Judge strikes wording from Trump documents case but will not dismiss charges
A paragraph has been struck from the indictment.
The federal judge presiding over the classified documents case against former president Donald Trump and two of his associates struck a paragraph from the indictment on Monday.
Still, they denied a defence request to dismiss some of the charges.
The paragraph concerns allegations that Trump, in 2021, while no longer president, showed a classified map of a foreign country to a representative of his political action committee while discussing a military operation that he said was not going well.
Defence lawyers said the paragraph was prejudicial because it included information that was not irrelevant to the indictment, which accuses Trump of illegally retaining classified documents at his Mar-a-Lago estate, and US District Judge Aileen Cannon on Monday agreed that the language’s inclusion in charging documents was “not appropriate”.
She left the rest of the indictment intact, denying in her 14-page order a defence request to dismiss actual charges in the indictment.

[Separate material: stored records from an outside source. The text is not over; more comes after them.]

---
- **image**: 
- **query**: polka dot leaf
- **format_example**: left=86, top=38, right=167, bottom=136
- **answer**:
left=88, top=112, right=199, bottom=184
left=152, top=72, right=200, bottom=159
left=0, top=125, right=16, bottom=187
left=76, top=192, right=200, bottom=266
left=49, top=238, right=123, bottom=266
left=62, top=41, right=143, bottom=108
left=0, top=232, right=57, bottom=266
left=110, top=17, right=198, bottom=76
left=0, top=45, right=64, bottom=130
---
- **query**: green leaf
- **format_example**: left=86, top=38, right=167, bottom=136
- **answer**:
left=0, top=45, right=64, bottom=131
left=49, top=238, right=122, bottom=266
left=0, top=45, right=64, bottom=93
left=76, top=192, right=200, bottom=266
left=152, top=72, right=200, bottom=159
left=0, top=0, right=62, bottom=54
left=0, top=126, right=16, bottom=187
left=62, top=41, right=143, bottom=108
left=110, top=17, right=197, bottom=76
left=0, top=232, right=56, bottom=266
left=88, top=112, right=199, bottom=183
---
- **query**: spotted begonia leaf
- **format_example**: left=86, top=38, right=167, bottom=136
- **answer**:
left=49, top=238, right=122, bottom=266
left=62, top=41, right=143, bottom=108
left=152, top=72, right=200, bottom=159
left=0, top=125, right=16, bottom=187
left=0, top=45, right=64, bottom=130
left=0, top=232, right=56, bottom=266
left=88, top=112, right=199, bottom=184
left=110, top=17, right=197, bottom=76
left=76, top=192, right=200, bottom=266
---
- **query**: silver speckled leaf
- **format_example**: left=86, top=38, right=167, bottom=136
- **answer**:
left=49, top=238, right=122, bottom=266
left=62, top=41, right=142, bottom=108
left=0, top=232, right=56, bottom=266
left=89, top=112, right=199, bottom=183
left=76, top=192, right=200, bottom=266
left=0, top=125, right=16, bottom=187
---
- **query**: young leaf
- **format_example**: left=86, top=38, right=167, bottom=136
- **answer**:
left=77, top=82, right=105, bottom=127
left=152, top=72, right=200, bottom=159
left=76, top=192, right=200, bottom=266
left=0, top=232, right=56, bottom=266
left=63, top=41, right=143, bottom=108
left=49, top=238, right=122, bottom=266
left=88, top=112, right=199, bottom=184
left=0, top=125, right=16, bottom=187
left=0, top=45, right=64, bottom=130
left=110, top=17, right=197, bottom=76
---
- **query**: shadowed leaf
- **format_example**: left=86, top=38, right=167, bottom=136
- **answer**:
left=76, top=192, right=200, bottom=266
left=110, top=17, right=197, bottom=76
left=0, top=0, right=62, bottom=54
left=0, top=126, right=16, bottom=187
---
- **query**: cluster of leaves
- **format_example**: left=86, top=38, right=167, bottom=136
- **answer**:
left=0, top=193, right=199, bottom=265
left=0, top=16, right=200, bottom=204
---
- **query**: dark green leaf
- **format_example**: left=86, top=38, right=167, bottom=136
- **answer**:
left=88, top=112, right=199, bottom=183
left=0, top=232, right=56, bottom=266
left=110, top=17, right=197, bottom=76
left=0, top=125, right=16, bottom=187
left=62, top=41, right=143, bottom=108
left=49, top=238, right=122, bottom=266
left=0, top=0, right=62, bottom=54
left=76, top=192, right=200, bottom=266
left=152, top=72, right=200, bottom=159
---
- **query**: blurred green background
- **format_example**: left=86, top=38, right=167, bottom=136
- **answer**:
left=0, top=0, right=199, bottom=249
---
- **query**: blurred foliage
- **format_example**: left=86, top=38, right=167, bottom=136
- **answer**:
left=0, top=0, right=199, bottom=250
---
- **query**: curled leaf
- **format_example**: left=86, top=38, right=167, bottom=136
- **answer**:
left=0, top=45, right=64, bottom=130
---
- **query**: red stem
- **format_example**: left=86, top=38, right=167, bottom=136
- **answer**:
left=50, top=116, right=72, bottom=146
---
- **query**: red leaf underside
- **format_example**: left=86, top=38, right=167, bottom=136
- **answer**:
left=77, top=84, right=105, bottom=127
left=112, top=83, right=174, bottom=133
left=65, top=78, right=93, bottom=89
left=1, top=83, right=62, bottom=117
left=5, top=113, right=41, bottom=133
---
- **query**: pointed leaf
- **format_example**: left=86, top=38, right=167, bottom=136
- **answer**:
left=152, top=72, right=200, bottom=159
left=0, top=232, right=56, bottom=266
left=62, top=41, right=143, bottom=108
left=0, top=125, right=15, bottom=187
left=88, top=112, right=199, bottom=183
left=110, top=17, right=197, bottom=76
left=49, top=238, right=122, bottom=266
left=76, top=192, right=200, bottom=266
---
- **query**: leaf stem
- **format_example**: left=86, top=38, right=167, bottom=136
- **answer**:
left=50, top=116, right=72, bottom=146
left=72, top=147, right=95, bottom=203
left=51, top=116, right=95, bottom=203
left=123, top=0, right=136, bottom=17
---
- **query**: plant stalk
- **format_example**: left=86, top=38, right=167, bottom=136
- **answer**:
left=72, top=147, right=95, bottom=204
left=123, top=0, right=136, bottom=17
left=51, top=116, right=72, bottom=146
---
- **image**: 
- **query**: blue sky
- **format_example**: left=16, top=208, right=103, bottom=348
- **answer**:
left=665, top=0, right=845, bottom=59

But even as she did that, she chided special counsel Jack Smith’s team for including language in the indictment that she said was “legally unnecessary to serve the function of an indictment” and for creating “arguable confusion” in the allegations.
The motion to dismiss the counts is one of multiple pretrial requests and disputes that have piled up before Ms Cannon for months.
These have snarled the case’s progress and prompted the judge last month to indefinitely postpone a trial that had been set for May 20 in Fort Pierce, Florida.
She has scheduled additional arguments for later this month, including on a Trump challenge to the legality and funding of the Justice Department’s appointment of Mr Smith as special counsel last year.
The delays are all the more startling given that many legal experts had seen the classified documents case as exceedingly straightforward.
The case alleged that Trump had illegally hoarded classified documents from his presidency at his Mar-a-Lago estate in Palm Beach, Florida, and obstructed FBI efforts to get them back.
The prosecution is one of four criminal cases Trump faces as he seeks to reclaim the White House.
The defendants in this particular motion had sought to throw out more than a half-dozen counts in the indictment, which also accuses Trump of conspiring with valet Walt Nauta and Mar-a-Lago property manager Carlos De Oliveira to conceal the sensitive files from the government.
The defendants had challenged counts related to obstruction and false statements.
Still, Ms Cannon said in an order on Monday that “the identified deficiencies, even if generating some arguable confusion, are either permitted by law, raise evidentiary challenges not appropriate for disposition at this juncture, and/or do not require dismissal even if technically deficient, so long as the jury is instructed appropriately and presented with adequate verdict forms as to each Defendants’ alleged conduct”.
Ms Cannon has already rejected multiple other motions to dismiss the case, including one that suggested that Trump was authorised under a statute known as the Presidential Records Act to keep the documents with him after he left the White House and to designate them as his personal files.